You think any of us wouldn’t trade all the pain we’ve been through, emotional and physical, just because we’d be like everyone else, normal, if we didn’t have it?
There is much more to myself and a lot of other chronically ill people than our illnesses, and if you would rather be sick than normal, well congratulations on being really special.
Before you flip shit at me and call me “really special” because that’s not offensive lol, maybe consider the way you take a post may not actually be the posts meaning.
Honestly I do often take the mindset of the original post- not because I want to be sick. On the contrary, I would LOVE to have days without chronic pain or the threat of collapsing in public. It would be incredible to not take a handful of pills every day just to function at a somewhat productive level.
But that’s not realistic. I can wish all I want, but my migraines aren’t going away any time soon.There is no cure for narcolepsy. I don’t want to be sick, of course, though I’m fed up with people acting like I should be constantly grief-stricken and loathing of my illness. There are people who will insist I’m not really as sick as I say I am because I don’t spend every waking moment hating my illness.
In reality, I try to keep that despair out of my mind, even though it is the first feeling to rise when I think about my illness. There is no cure for my illness(es)- giving in to the grief and frustration will do me no good. There’s nothing I can do to be cured, so why on earth would I let myself continue to be perpetually miserable?
I’m chronically ill. I don’t want to be, but I am. Me being ill won’t change any time soon.
I refuse to hate myself for something that I can’t control and can’t get rid of. I refuse to hold on to the daydreams of being healthy- all they do is make me feel worse because I know I can’t get rid of my illness. It’s just not realistic to constantly hope and wish I’ll get better. It just traps me in a desperate mindset.
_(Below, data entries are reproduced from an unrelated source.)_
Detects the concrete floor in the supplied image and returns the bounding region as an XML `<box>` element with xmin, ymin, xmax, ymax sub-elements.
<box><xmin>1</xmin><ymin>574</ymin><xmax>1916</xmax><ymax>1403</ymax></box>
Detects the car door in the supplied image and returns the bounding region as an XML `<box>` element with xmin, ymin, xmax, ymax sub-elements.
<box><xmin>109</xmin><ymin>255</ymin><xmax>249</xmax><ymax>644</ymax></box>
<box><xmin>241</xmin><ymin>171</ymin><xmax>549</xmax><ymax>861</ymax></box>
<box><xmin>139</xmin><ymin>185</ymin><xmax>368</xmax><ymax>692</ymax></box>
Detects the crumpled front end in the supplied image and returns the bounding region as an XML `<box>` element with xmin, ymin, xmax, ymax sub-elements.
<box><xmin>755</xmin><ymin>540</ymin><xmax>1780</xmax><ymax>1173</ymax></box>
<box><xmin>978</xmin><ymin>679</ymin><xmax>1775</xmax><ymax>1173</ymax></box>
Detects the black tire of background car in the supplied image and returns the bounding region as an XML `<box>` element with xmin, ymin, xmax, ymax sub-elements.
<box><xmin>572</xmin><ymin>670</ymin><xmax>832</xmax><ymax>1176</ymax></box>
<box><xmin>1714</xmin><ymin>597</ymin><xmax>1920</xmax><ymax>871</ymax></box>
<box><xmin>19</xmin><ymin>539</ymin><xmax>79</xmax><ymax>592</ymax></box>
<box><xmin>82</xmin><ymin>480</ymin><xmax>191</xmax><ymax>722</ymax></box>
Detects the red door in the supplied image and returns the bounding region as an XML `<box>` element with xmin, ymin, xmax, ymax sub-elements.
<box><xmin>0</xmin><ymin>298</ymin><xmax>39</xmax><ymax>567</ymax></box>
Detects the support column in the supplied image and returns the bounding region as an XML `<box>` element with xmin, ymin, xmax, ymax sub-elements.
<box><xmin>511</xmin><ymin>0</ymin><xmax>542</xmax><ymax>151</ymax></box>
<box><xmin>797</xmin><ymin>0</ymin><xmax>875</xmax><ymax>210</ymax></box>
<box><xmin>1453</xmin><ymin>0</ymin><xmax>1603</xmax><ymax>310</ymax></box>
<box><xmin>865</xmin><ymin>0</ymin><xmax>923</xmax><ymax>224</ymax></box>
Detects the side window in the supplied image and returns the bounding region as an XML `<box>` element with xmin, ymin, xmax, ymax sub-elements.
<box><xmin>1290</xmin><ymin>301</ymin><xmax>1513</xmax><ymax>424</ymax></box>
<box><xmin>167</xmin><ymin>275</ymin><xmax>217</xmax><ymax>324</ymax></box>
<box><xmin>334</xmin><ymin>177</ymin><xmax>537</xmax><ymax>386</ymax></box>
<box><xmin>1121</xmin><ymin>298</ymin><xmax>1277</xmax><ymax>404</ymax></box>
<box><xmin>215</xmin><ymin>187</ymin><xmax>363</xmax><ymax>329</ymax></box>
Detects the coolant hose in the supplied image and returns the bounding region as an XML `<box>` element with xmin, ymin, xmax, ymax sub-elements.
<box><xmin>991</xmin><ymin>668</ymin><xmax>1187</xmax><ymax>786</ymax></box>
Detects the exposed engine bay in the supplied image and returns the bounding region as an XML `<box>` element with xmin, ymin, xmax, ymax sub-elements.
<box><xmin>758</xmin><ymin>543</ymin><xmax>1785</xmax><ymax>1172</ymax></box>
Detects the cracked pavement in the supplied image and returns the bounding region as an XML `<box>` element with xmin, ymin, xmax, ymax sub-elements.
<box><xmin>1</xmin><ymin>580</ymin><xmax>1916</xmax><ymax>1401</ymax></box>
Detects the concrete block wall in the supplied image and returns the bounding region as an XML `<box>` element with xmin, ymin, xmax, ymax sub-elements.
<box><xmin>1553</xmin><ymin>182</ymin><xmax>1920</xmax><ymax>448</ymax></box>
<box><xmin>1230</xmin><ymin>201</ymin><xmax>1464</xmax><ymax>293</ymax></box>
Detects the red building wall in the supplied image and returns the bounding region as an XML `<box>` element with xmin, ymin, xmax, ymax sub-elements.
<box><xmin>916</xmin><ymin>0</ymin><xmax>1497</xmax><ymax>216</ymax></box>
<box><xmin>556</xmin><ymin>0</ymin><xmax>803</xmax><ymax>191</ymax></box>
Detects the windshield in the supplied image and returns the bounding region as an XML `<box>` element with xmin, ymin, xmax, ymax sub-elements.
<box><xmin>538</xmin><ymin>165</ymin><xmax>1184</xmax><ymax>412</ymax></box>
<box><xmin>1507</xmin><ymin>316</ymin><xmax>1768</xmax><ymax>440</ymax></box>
So I swallow the truth. It takes a lot of time and I still am not perfect, but over time I learned to accept my illness while also acknowledging I’d give anything to be without it. I learn to be able to enjoy life instead of spending every waking second longing for an impossible outcome. Every day I do all I can to get away from that pitfall of self-pity.
And yet, able-bodied people love to drag us back to that awful mindset, whether they mean to or not. They expect us to live in that constant state of misery, as if we couldn’t possibly enjoy anything as long as we’re ill. And you know what? I would have been inclined to agree at some point. But I’ve worked my ass off to be away from that state of mind.
I am sick. I hate being sick.
Though do you want to know what I’m really sick of?
People treating me like my entire life has to revolve around pining for the impossible instead of striving to be as functional as I can- not focusing on the incurable, but how I can live a fulfilling life in spite of an illness I cannot get rid of.